PDC Energy expects 25 percent production increase for 2018

By Patrick C. Miller | December 12, 2017

PDC Energy Inc., headquartered in Denver, released its 2018 capital investment budget which is projected between $850 million and $920 million with an estimated production growth of 25 percent.

PDC is an independent E&P with primary operations in Colorado’s Wattenberg Field and the Delaware Basin in Texas. The company’s operations are focused in the horizontal Niobrara and Codell plays in the Wattenberg Field and in the Wolfcamp zones in the Delaware Basin.

For 2018, PDC projects year-over-year production growth of 38 to 42 million barrels with oil production accounting for 42 percent of the total. The company expects a production increase of more than 80 percent in the Delaware Basin. These projections are based on oil prices of $50 a barrel and a $3 gas price deck.

"As we head into 2018, our teams are point-focused on delivering strong operational execution,” said, Bart Brookman, PDC president and CEO. “In Wattenberg, our three-rig pace targets some of the most capital efficient, high rate-of-return projects in the country. 

“In the Delaware, we continue to gain momentum in unlocking our tremendous resource potential, which includes our first downspacing test in our eastern area,” Brookman said.  “Overall, our plan is focused on our most productive projects and the ongoing pursuit of technical innovations.”

The company anticipates operating in a cash-flow-neutral environment over the second half of 2018, but expects a cash-flow-positive fourth quarter assuming $50 oil and $3 gas. It will spud roughly 153 operated wells and turn-in-line (TIL) approximately 161 operated wells.

During the coming year, PDC plans to invest around $480 million in the Wattenberg Field, of which about $425 million is expected to be invested in operated drilling and completion activity. The majority of the remaining capital is related to participation in non-operated projects. 

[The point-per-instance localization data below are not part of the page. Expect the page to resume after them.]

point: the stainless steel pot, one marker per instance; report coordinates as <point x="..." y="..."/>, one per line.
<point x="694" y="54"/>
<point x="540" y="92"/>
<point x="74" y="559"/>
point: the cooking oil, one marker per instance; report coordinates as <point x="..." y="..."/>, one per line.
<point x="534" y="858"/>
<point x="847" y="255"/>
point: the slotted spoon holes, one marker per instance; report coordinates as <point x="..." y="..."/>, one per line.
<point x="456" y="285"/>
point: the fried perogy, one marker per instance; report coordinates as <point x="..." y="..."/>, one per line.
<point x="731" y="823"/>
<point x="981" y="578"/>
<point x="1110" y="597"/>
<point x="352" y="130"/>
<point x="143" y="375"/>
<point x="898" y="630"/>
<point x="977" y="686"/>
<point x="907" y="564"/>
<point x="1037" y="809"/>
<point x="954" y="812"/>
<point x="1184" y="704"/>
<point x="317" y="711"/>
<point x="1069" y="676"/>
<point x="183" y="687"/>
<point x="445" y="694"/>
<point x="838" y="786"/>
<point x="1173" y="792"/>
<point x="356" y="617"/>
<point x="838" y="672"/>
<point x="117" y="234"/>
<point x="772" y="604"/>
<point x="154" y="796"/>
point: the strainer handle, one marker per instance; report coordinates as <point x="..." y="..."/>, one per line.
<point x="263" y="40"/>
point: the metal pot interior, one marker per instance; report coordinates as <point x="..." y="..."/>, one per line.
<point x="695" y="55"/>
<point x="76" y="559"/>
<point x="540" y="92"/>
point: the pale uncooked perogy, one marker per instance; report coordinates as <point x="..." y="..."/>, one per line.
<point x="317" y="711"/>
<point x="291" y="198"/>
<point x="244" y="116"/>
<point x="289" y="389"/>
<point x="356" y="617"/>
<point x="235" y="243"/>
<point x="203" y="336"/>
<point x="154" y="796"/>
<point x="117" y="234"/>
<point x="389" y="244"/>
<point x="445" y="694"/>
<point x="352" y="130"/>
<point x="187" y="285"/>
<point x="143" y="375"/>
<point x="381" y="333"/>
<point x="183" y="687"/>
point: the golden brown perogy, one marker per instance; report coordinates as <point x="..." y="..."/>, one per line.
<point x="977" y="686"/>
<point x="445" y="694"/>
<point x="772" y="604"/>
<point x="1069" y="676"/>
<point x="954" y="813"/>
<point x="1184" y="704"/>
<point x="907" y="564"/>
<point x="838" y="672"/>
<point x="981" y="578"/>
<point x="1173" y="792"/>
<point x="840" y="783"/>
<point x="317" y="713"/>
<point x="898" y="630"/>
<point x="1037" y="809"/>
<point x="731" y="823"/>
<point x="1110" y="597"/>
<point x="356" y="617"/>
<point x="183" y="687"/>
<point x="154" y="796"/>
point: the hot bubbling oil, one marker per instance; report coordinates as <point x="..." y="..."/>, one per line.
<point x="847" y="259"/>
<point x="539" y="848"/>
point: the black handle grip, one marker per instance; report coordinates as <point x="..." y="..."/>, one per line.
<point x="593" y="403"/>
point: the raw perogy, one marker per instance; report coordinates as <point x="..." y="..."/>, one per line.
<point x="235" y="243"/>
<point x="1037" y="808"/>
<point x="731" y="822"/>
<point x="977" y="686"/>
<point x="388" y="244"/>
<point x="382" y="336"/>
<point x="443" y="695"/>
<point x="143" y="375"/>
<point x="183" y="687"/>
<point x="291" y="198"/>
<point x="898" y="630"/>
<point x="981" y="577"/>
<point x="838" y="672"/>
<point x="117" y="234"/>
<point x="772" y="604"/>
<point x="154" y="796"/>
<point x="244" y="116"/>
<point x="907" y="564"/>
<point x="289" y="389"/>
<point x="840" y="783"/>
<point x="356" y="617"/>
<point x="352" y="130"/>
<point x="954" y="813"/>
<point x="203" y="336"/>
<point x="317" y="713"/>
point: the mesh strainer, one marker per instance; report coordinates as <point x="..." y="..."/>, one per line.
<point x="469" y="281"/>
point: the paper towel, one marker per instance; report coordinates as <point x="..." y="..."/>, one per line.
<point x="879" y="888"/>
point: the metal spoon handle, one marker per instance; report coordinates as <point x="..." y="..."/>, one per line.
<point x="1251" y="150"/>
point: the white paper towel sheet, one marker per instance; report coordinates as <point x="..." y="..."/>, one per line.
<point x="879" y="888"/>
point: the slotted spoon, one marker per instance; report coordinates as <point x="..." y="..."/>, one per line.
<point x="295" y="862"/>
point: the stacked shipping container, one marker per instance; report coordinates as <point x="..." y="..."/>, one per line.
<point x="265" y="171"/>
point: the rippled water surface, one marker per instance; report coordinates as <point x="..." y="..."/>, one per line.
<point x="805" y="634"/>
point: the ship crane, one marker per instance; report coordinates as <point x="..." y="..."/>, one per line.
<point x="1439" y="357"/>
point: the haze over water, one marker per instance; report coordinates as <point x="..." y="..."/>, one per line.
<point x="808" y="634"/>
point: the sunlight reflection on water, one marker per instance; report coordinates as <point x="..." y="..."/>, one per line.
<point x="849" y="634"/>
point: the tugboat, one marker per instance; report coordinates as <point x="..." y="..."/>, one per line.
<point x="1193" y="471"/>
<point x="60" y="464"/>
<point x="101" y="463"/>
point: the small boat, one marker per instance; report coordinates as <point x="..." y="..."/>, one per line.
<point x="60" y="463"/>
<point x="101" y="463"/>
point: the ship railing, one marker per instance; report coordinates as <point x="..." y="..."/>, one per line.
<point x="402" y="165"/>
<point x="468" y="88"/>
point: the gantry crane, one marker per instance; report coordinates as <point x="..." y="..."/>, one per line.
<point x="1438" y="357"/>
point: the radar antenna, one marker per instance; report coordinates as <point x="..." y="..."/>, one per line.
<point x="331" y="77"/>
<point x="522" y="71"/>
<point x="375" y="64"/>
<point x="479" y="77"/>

In the Delaware Basin, PDC plans to invest approximately $395 million with about $275 million dedicated to operated drilling and completions investments. The company plans to spud 22 wells, 20 of which are expected to be located in its eastern area.  PDC plans to TIL 22 wells in 2018, approximately 50 percent of which are projected to be in the company's consolidated position within its eastern area.